A pandemic peak. The aforementioned national academies said the pandemic’s resurgence in Venezuela was due to the relaxation of social distancing measures since December and the entrance of new variants, among other things. COVID-19’s spread in 2020 was partly limited by the scarcity of gasoline in the country, which reduced mobility, they said, but now, “the weak and limited health infrastructure has collapsed from growing demand.”
Ongoing political pushes. Negotiations continue between the government and the opposition about the possibility of procuring the Johnson & Johnson shot via COVAX, which could be delivered sometime in July. In the meantime, the call for a robust vaccination plan is a key demand of a new civil society coalition that aims to push toward a political transition in the country.
While Maduro’s grip on power in Venezuela is stronger than ever after many in the opposition boycotted the last legislative elections, on Tuesday several opposition groups announced a new commitment to unity and broadening their coalition, with a focus on securing pandemic relief.
And the answer is…
The IMF calculates that Brazilian unemployment was 13.2 percent in 2020 and will rise to 14.5 percent in 2021, with the caveat that uncertainty about the pandemic’s course means this is subject to change.
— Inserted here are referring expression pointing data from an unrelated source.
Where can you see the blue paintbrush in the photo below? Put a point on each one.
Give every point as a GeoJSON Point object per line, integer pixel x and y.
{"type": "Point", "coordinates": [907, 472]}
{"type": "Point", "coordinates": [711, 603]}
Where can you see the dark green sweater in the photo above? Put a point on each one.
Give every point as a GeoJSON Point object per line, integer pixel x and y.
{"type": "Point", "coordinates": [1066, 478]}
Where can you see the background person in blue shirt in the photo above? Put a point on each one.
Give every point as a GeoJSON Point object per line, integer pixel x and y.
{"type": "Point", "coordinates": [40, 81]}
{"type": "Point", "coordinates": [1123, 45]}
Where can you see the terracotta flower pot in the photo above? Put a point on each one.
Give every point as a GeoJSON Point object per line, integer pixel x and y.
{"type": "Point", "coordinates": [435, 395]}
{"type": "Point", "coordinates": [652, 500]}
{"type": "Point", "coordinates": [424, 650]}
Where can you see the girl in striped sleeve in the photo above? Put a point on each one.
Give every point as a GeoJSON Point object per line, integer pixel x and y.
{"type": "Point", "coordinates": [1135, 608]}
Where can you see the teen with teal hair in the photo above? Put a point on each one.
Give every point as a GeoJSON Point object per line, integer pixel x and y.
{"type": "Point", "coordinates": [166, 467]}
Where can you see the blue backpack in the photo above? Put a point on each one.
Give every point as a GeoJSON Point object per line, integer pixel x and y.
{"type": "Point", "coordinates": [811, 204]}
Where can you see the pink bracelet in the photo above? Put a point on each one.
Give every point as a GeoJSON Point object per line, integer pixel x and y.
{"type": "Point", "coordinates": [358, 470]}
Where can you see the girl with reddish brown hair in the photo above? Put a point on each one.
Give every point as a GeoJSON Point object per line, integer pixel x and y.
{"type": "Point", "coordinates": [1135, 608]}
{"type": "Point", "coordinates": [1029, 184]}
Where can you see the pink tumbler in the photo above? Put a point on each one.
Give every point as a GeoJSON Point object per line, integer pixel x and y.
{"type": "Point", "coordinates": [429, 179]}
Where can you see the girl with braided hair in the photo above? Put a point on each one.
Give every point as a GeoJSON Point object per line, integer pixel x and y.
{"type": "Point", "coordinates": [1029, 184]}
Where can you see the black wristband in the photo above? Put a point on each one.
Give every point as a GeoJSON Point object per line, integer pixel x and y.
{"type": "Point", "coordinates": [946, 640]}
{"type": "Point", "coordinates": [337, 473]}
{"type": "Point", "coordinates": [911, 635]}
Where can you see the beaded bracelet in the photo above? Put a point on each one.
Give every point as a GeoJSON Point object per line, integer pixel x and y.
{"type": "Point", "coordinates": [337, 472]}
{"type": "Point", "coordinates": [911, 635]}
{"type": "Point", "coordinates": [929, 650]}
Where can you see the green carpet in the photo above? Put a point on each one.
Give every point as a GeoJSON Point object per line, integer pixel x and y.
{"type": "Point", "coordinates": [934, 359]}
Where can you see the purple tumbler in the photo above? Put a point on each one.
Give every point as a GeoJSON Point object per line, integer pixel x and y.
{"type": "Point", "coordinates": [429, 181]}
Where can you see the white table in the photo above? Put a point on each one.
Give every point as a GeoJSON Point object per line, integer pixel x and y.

Brazil provided significant financial support to individuals and businesses during 2020, and unemployment did not rise as much as it did in Argentina, Colombia, and Ecuador. Even so, Brazil abruptly removed much of the support in January, and its increase in unemployment from 2019—before the pandemic—to 2021 is still higher than in those three countries.
One of the few major Latin American countries where employment is expected to return to 2019 levels this year is Mexico, buoyed by the recovery in the United States.